The identification of suPAR as a major mediator of diabetic cardiovascular risk represents a significant step forward in personalized medicine. It suggests that managing T2D in the context of CAD requires more than just glucose and lipid control; it requires a targeted approach to quenching chronic immune activation. For clinicians, suPAR may soon serve as a vital tool for risk stratification, identifying those diabetic patients who are at the highest risk despite ‘well-controlled’ traditional risk factors. As we move into an era of anti-inflammatory cardiovascular therapies, suPAR stands out as a promising target for intervention and a sentinel for patient prognosis.

References

1. Sakr SM, Desai S, Medina-Inojosa J, et al. Soluble Urokinase Plasminogen Activator Receptor (suPAR) Mediates the Impact of Diabetes on Adverse Outcomes in Coronary Artery Disease. Diabetes Care. 2026;49(3):450-459. PMID: 41533335.

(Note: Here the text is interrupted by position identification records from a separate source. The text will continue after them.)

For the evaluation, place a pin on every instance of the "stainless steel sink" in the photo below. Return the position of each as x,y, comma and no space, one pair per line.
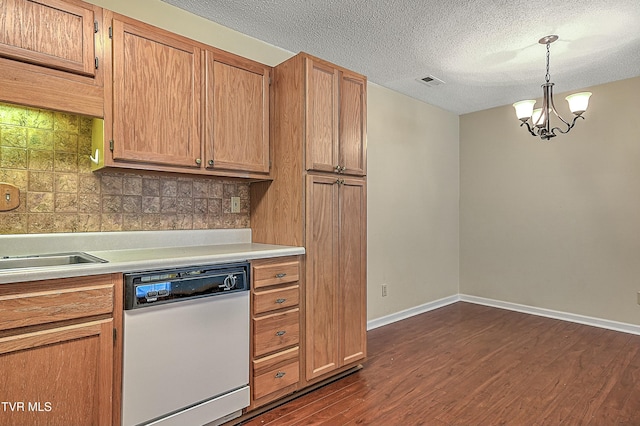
44,260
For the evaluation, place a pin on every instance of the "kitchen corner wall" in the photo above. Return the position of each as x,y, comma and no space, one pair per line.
555,224
412,199
46,155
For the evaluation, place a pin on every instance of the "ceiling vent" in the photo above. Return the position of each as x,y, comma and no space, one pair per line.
431,81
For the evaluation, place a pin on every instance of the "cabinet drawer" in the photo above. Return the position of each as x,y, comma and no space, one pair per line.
276,273
269,300
276,331
50,305
284,372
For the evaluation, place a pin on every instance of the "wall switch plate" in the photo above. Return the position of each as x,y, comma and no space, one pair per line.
235,204
10,197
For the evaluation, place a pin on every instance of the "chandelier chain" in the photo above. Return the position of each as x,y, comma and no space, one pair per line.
547,76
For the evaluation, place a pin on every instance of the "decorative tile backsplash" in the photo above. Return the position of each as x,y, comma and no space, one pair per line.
46,155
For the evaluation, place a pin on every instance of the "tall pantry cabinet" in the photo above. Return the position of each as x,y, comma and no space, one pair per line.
318,200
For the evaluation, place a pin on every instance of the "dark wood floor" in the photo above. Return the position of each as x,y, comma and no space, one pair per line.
467,364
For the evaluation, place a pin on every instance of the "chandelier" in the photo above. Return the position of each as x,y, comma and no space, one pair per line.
538,121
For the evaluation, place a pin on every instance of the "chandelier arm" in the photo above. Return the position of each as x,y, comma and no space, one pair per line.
528,128
573,123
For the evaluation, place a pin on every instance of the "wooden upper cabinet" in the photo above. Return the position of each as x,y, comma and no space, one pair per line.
335,118
156,96
236,114
321,116
353,124
51,33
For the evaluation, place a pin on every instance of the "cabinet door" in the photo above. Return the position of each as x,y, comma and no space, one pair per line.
60,376
353,124
156,96
52,33
237,114
352,270
321,117
322,307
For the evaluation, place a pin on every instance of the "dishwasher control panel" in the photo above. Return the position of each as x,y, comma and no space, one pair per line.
149,288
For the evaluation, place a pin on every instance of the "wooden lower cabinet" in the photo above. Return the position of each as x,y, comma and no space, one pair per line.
57,351
275,324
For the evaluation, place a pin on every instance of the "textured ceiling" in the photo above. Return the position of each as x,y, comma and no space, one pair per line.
486,51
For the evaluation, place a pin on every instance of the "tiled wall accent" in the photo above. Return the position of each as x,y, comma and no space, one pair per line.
46,155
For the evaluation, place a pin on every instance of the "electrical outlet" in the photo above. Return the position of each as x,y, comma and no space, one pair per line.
235,204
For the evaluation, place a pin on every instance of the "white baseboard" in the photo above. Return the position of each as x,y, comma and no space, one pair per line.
549,313
565,316
407,313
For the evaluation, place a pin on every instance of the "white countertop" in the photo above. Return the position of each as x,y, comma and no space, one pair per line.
141,251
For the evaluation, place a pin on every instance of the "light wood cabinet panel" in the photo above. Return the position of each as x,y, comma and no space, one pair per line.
156,96
48,55
336,273
335,115
321,289
278,298
51,33
353,124
55,305
309,204
63,375
321,116
58,354
275,329
236,114
352,270
276,372
281,272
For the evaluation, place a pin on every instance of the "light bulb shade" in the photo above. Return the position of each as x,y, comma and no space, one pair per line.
537,116
524,109
578,102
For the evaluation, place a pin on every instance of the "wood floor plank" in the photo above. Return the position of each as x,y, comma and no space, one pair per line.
468,364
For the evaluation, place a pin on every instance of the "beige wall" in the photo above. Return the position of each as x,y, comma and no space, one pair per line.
555,224
413,193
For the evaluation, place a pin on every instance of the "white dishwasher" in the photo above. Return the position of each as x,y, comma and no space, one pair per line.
186,345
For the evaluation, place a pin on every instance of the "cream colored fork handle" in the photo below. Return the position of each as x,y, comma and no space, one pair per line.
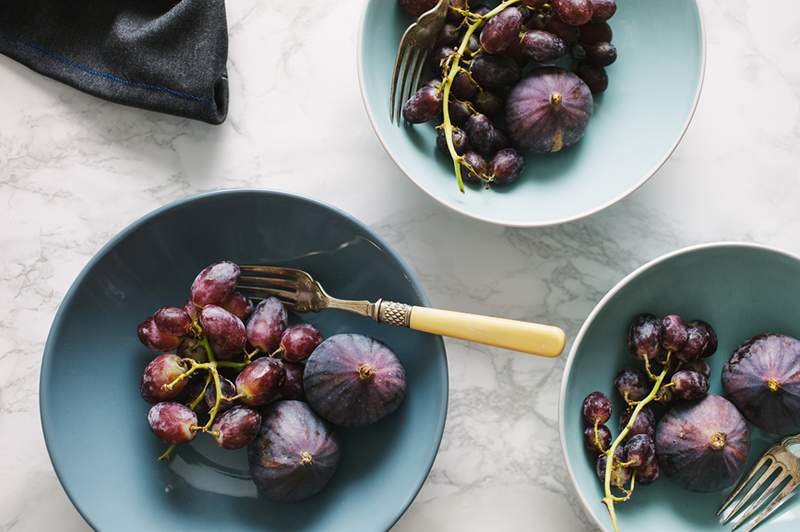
533,338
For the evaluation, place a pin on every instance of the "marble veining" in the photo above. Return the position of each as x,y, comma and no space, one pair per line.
74,170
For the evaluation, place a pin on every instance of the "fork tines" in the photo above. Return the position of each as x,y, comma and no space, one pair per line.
777,492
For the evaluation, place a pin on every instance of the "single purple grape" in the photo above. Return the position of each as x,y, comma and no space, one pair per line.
215,283
161,371
236,428
172,422
154,338
299,341
596,409
260,382
266,325
689,385
173,320
632,383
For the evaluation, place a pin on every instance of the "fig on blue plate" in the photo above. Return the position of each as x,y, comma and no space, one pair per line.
548,110
703,445
294,454
762,378
353,380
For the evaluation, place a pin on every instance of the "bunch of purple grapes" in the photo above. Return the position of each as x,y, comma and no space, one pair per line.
670,346
221,358
526,34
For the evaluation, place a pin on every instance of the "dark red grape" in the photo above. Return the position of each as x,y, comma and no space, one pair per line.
488,103
673,333
225,332
480,132
261,381
160,371
459,112
172,422
423,106
154,338
689,385
542,46
266,325
173,320
603,434
236,428
596,32
596,409
601,53
192,348
594,77
639,450
228,390
477,167
506,166
299,341
463,87
700,366
238,305
501,30
696,345
620,476
293,384
603,10
568,34
632,383
460,141
215,283
495,71
415,8
648,473
573,12
643,337
449,36
645,423
711,346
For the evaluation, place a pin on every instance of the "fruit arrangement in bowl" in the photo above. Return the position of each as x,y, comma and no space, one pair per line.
515,78
663,416
93,367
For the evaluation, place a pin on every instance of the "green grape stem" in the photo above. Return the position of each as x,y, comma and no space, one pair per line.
609,498
454,69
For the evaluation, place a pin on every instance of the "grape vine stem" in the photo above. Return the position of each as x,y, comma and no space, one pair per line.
454,68
609,498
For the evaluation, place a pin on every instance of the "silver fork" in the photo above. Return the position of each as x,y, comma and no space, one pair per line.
301,293
782,463
416,44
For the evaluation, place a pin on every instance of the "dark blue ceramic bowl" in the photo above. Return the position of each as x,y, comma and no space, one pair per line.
94,420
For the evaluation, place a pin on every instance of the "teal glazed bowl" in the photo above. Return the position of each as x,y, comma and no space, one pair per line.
94,419
654,88
741,290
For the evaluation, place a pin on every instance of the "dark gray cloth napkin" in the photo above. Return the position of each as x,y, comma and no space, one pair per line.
164,55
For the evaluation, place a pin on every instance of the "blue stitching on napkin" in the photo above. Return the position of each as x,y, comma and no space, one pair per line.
108,75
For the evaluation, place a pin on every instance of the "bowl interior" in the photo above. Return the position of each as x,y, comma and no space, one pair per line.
95,421
636,125
742,291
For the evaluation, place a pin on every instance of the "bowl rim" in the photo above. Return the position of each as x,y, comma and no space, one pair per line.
44,372
546,223
590,319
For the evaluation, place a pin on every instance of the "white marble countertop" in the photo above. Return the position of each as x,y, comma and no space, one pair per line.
74,170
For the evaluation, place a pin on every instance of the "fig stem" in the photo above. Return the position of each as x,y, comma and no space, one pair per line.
455,68
609,499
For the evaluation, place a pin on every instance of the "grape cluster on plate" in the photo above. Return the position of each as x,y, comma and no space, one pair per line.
241,374
671,372
495,88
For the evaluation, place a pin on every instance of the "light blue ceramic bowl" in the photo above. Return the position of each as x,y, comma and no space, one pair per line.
637,124
94,420
742,290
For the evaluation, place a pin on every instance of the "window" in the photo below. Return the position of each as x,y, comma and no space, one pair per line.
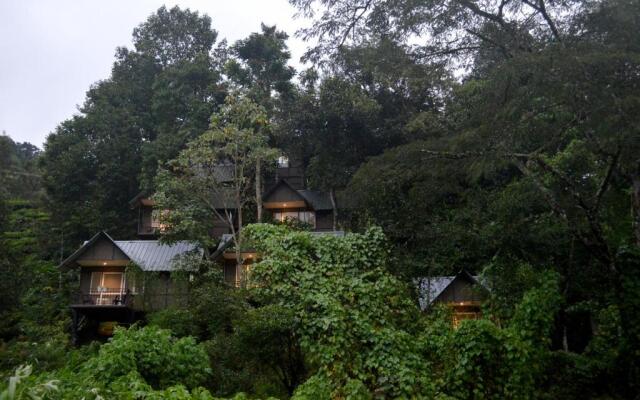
283,162
308,217
106,287
155,219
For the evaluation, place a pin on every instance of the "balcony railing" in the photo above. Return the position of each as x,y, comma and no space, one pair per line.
105,297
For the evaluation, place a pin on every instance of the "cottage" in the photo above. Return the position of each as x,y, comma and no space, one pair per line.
110,289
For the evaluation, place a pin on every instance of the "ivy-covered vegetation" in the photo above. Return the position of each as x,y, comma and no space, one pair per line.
498,136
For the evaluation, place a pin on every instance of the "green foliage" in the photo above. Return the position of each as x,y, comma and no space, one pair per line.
354,319
180,322
157,357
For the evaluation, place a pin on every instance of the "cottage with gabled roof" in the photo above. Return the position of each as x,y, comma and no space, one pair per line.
462,292
109,291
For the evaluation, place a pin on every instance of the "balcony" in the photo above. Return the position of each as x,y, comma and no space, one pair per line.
104,296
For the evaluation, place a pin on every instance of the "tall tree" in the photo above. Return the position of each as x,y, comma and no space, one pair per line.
160,95
260,66
192,186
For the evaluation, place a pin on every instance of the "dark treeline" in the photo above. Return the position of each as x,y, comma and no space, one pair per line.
502,137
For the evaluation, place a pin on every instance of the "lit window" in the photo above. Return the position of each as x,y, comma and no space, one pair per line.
283,162
155,220
308,217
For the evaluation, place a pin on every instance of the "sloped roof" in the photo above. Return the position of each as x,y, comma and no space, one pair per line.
429,288
319,201
149,255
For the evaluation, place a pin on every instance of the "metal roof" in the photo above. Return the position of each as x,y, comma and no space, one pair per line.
151,255
429,288
320,201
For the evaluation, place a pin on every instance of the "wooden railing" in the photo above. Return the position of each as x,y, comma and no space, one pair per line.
105,297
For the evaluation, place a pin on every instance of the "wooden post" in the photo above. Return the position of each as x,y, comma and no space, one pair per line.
74,327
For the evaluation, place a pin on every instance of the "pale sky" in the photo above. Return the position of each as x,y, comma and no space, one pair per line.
51,51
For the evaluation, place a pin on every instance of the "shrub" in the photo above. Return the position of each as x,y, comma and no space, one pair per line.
159,359
180,321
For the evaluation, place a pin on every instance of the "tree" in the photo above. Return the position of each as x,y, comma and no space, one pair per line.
260,66
159,95
210,180
457,30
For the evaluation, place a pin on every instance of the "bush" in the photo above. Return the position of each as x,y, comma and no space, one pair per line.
159,359
179,321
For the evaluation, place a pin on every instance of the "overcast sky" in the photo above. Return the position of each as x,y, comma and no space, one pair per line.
52,51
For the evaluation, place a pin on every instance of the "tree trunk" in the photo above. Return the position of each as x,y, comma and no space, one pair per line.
635,201
332,195
259,189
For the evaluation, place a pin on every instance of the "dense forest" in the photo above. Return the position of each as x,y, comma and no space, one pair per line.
498,136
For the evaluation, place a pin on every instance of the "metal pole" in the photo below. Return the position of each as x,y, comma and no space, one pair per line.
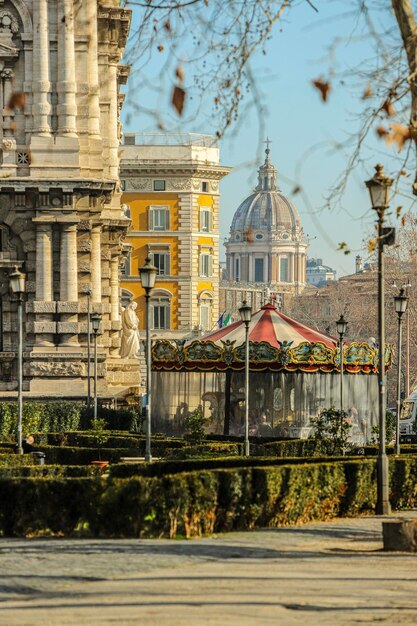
246,388
397,421
20,373
341,376
95,375
88,348
383,505
148,453
407,353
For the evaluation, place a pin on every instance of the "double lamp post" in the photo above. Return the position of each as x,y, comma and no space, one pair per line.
379,189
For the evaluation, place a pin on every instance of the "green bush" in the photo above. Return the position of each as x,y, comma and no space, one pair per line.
193,503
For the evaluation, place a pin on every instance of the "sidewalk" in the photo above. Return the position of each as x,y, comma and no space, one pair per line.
329,573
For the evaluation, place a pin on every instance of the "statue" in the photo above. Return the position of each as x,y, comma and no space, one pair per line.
130,333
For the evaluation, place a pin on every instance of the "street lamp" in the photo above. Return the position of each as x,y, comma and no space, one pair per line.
341,326
379,189
95,321
17,282
148,274
401,302
245,315
88,292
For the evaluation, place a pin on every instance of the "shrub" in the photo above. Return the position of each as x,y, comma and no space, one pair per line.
331,431
197,502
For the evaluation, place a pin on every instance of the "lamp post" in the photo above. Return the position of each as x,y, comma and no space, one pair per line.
17,282
379,188
246,314
341,326
147,277
401,302
95,320
88,292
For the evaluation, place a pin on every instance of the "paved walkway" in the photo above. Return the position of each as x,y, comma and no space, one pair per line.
328,574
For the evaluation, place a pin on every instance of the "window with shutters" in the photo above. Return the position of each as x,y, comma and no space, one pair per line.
158,218
160,310
206,264
161,260
283,269
205,219
125,269
159,185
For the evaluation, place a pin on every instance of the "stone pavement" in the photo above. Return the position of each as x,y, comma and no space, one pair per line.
328,574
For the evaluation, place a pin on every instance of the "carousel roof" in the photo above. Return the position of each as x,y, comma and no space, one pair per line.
270,325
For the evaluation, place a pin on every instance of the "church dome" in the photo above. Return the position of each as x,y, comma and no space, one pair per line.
267,208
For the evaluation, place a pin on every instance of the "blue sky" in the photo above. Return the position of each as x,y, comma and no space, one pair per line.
303,130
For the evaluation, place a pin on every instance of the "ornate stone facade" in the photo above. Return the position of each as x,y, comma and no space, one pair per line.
61,220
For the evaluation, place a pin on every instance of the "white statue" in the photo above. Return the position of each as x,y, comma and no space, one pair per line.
130,333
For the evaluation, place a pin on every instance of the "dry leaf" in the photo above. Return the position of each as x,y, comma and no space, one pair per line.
179,72
381,131
323,87
389,108
399,135
178,98
17,101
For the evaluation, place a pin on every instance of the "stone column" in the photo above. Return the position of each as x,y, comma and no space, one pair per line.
113,135
67,108
7,76
95,263
44,307
114,289
68,286
44,262
92,65
41,85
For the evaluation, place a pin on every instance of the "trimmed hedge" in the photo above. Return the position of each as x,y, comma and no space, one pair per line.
194,503
49,471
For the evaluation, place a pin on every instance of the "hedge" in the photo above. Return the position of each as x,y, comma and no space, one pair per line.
194,503
63,415
49,471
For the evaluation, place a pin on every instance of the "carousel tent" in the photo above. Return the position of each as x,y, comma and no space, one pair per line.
294,373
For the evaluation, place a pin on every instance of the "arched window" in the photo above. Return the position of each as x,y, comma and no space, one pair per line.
126,298
205,308
161,309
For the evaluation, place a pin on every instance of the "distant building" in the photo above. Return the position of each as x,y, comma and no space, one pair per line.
318,274
171,189
266,245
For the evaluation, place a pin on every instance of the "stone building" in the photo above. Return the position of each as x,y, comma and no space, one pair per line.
171,186
60,215
266,243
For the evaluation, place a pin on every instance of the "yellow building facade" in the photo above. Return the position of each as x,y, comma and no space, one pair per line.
171,194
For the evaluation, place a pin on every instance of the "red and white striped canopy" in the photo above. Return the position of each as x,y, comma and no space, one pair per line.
270,325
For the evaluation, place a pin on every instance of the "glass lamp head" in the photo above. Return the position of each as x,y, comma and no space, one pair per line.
148,274
379,188
17,281
245,312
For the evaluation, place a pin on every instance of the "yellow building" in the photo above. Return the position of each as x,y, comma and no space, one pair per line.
171,189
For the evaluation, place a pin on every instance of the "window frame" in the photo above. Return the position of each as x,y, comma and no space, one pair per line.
159,180
155,209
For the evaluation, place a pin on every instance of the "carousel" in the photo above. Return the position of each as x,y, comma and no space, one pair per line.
294,372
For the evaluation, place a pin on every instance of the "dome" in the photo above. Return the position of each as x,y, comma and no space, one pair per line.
266,209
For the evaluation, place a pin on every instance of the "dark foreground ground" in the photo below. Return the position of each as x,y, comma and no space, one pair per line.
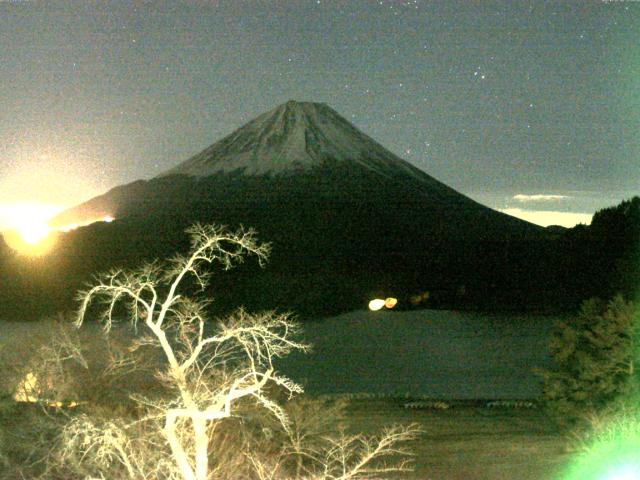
468,442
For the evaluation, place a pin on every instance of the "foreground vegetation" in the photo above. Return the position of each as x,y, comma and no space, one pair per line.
185,399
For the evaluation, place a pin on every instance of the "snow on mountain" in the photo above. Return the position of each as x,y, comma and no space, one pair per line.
292,137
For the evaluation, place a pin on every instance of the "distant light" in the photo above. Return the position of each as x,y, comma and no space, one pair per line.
376,304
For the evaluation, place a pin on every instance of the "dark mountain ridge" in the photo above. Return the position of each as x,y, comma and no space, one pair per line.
347,219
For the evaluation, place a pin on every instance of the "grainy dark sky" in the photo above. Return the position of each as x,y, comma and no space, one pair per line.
496,99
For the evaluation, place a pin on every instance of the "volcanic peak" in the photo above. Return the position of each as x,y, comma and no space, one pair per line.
293,136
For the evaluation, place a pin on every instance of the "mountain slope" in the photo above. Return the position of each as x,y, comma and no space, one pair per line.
308,150
347,219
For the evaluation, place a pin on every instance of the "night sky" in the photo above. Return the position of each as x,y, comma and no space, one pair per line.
519,105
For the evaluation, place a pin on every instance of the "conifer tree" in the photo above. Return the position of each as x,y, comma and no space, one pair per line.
596,360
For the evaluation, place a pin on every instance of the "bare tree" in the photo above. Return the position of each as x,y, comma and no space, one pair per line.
209,372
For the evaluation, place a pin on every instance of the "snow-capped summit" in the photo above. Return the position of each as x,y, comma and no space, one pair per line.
292,137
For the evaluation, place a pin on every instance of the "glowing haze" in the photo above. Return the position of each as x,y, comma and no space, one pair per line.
494,99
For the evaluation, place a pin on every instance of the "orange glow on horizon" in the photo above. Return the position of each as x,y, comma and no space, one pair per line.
28,232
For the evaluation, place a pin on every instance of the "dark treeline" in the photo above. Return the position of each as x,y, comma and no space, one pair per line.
333,257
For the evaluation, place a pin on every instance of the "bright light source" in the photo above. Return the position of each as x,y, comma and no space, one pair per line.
376,304
390,302
32,233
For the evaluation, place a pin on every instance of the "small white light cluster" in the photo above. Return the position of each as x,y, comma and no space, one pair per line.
378,303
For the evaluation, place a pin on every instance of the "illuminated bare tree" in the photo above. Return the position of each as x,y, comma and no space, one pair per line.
210,373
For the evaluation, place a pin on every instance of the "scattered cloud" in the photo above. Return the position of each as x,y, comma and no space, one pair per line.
539,198
548,217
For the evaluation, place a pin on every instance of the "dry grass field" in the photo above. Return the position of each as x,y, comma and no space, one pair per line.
468,442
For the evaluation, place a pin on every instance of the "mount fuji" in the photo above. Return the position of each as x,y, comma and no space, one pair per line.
347,218
310,150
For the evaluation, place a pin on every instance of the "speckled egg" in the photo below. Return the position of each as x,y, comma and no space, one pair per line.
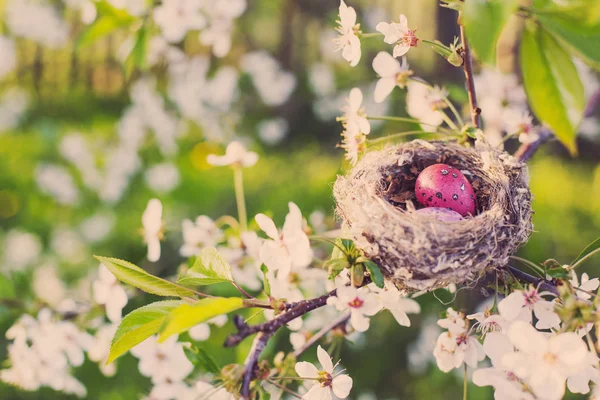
443,186
442,214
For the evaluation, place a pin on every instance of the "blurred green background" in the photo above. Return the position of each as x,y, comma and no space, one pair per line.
86,93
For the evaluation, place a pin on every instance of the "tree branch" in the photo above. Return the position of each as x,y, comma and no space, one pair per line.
260,342
468,69
295,310
540,283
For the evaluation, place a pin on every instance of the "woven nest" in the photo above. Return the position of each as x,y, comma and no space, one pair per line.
376,203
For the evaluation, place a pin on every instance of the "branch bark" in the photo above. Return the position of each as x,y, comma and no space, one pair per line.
468,69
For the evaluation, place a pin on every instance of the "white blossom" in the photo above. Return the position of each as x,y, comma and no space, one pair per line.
324,383
348,41
153,225
287,248
235,155
399,35
360,302
391,74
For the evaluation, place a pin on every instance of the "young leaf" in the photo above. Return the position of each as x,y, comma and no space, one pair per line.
187,316
483,21
139,325
202,360
581,36
375,272
267,285
594,246
552,84
209,268
135,276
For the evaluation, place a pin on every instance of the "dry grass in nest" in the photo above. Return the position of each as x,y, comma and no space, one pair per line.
376,203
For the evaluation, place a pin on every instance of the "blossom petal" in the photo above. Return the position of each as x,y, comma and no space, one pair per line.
325,360
341,386
306,370
267,225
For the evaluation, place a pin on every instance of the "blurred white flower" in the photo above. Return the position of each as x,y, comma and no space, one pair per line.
13,105
426,103
354,118
398,304
545,361
8,56
162,178
323,383
456,346
348,41
176,17
56,181
36,21
198,234
109,293
162,362
272,131
20,249
288,248
586,285
520,304
391,74
399,35
74,148
321,79
274,85
153,228
235,155
360,302
48,286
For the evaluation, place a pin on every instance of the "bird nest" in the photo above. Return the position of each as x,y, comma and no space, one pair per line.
376,203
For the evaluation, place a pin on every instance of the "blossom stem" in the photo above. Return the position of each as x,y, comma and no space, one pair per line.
540,283
578,263
408,133
395,119
238,178
370,35
468,69
242,291
465,384
288,391
338,321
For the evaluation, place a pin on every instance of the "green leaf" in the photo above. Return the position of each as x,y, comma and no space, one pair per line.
375,272
139,325
483,21
135,276
209,268
267,285
202,359
137,57
187,316
577,32
552,83
594,246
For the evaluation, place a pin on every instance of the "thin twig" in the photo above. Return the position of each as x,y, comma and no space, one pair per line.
260,342
468,69
295,310
540,283
337,322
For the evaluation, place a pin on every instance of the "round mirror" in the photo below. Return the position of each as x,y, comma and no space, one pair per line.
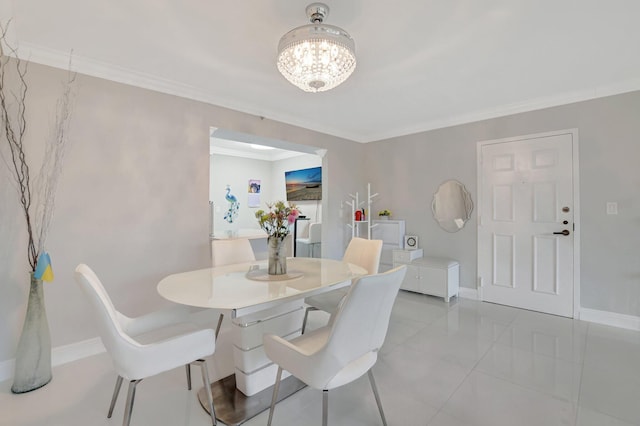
452,206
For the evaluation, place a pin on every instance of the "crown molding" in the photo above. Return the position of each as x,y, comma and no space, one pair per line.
95,68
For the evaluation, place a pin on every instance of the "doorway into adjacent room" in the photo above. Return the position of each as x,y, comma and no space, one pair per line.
251,170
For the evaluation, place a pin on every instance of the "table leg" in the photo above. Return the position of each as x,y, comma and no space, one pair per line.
234,408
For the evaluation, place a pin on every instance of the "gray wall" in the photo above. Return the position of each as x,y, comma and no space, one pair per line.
609,152
133,198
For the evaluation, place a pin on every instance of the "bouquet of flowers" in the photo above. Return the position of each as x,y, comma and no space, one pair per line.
275,222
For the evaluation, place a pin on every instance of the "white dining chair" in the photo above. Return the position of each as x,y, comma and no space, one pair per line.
346,348
361,252
134,357
229,252
314,238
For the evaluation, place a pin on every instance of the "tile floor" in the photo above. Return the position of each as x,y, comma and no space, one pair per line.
466,364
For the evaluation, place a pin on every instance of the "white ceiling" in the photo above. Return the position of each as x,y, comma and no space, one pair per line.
422,64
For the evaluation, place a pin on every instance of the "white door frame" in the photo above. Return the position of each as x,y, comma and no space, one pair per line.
576,206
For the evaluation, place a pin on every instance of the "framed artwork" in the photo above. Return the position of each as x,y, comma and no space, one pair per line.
254,193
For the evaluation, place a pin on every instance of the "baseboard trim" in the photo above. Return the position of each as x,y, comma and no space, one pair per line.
468,293
613,319
60,355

2. Hayek SS, Sever S, Ko YA, et al. Soluble Urokinase Plasminogen Activator Receptor and Cognitive Function, Brain Volume, and White Matter Hyperintensities. Circulation. 2020;142(3):218-228.
3. Eapen DJ, Manocha P, Lakkad N, et al. Soluble Urokinase Plasminogen Activator Receptor Level Is an Independent Predictor of the Presence and Severity of Coronary Artery Disease and of Future Adverse Events. J Am Heart Assoc. 2014;3(5):e001118.